応用情報技術者 2018年 春期 午前2 問08
問題文
再帰的な処理を実現するためには、再帰的に呼び出したときのレジスタ及びメモリの内容を保存しておく必要がある。そのための記憶管理方式はどれか。
選択肢
ア:FIFO
イ:LFU
ウ:LIFO(正解)
エ:LRU
再帰的処理の記憶管理方式【午前2 解説】
要点まとめ
- 結論:再帰処理では呼び出し元の状態を後で復元するため、LIFO方式の記憶管理が必要です。
- 根拠:再帰呼び出しは入れ子構造で、最後に呼び出した処理から順に戻るため、後入れ先出しの管理が適しています。
- 差がつくポイント:FIFOやLRUは順序管理の目的が異なり、再帰処理の状態保存には不向きである点を理解しましょう。
正解の理由
再帰処理では、関数が自分自身を呼び出すたびに現在の処理状態(レジスタやメモリの内容)を保存し、処理が終わったら直前の状態に戻す必要があります。この保存と復元の順序は「最後に保存したものから先に復元する」必要があり、これはLIFO(Last In First Out)方式で管理されます。したがって、正解はウ: LIFOです。
よくある誤解
FIFOは先入れ先出しでキューの管理に使われ、再帰の戻り順序とは逆です。LRUやLFUはキャッシュ置換アルゴリズムであり、再帰処理の状態管理とは目的が異なります。
解法ステップ
- 再帰処理の特徴を理解する(関数が自分自身を呼び出す)。
- 呼び出しごとに状態を保存し、戻るときに復元する必要があることを確認。
- 保存・復元の順序が「最後に保存したものから先に復元」であることを認識。
- LIFO方式がこの順序管理に該当することを判断。
- 選択肢の意味を整理し、LIFOを選択する。
選択肢別の誤答解説
- ア: FIFO(先入れ先出し)はキューの管理方式で、再帰の戻り順序と合わず不適切です。
- イ: LFU(Least Frequently Used)はキャッシュの置換アルゴリズムで、再帰処理の状態管理とは無関係です。
- ウ: LIFO(最後に入れたものを最初に出す)は再帰処理の状態保存に最適な方式で正解です。
- エ: LRU(Least Recently Used)もキャッシュ置換アルゴリズムであり、再帰処理の管理には使いません。
補足コラム
再帰処理の実装では「コールスタック」と呼ばれるスタック領域が使われます。スタックはLIFO構造で、関数の呼び出しごとに戻り先や局所変数を保存し、処理終了時に復元します。これにより、複雑な入れ子の呼び出しも正しく処理できます。
FAQ
Q: なぜFIFOでは再帰処理の状態管理ができないのですか?
A: FIFOは先に保存した状態から順に復元するため、再帰の戻り順序(最後に呼び出したものから戻る)と逆になり不適切です。

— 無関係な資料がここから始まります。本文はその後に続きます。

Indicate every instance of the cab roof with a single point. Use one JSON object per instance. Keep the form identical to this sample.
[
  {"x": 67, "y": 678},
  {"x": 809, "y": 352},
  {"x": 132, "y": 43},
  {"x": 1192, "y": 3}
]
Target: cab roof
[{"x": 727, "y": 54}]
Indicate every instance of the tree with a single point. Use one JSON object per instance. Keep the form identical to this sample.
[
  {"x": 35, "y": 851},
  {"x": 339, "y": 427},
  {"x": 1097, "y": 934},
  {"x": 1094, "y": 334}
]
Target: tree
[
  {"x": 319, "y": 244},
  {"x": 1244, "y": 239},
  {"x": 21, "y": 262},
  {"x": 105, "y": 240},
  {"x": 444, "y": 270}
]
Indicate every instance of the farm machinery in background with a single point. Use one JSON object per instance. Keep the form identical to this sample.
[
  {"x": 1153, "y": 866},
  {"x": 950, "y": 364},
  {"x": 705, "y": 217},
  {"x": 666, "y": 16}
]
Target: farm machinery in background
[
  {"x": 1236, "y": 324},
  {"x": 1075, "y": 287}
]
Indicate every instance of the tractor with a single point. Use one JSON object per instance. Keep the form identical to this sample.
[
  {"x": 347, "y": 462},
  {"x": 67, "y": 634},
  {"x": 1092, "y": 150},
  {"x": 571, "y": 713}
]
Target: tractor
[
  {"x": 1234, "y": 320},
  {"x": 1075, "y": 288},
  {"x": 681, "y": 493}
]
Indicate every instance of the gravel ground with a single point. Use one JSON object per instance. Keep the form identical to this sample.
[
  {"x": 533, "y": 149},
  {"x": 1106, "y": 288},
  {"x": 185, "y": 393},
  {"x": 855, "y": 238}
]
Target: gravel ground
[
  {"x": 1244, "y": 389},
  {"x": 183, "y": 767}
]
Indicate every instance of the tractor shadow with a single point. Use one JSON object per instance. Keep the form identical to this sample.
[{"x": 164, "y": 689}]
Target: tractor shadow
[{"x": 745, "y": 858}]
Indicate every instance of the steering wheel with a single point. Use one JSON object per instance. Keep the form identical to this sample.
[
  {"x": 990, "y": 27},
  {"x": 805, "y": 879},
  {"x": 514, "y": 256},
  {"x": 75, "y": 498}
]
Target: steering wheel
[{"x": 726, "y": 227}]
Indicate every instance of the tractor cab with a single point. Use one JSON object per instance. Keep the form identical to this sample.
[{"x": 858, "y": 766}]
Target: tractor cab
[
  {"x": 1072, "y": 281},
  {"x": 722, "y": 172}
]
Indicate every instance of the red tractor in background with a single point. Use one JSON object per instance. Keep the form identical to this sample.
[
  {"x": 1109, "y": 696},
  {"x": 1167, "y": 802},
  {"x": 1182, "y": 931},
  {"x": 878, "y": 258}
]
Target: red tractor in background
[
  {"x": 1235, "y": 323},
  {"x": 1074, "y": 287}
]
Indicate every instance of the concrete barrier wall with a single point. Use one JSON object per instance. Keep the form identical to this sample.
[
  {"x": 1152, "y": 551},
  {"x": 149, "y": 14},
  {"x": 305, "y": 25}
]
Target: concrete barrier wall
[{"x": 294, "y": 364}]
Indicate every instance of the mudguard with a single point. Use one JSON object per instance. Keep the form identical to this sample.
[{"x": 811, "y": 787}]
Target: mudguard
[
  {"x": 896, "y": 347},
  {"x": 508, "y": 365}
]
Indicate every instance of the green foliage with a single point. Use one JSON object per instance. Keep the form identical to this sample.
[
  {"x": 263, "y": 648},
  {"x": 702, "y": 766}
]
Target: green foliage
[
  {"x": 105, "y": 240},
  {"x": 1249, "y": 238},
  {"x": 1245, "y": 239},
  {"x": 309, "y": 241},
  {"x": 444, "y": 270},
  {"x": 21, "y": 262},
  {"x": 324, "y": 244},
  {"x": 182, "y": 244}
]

A: FIFOは先に保存した状態から順に復元するため、再帰の戻り順序(最後に呼び出したものから戻る)と逆になり不適切です。
Q: LRUやLFUはどのような場面で使われますか?
A: LRUやLFUは主にキャッシュメモリの置換アルゴリズムで、使用頻度や最近使われたかどうかでデータを管理します。
A: LRUやLFUは主にキャッシュメモリの置換アルゴリズムで、使用頻度や最近使われたかどうかでデータを管理します。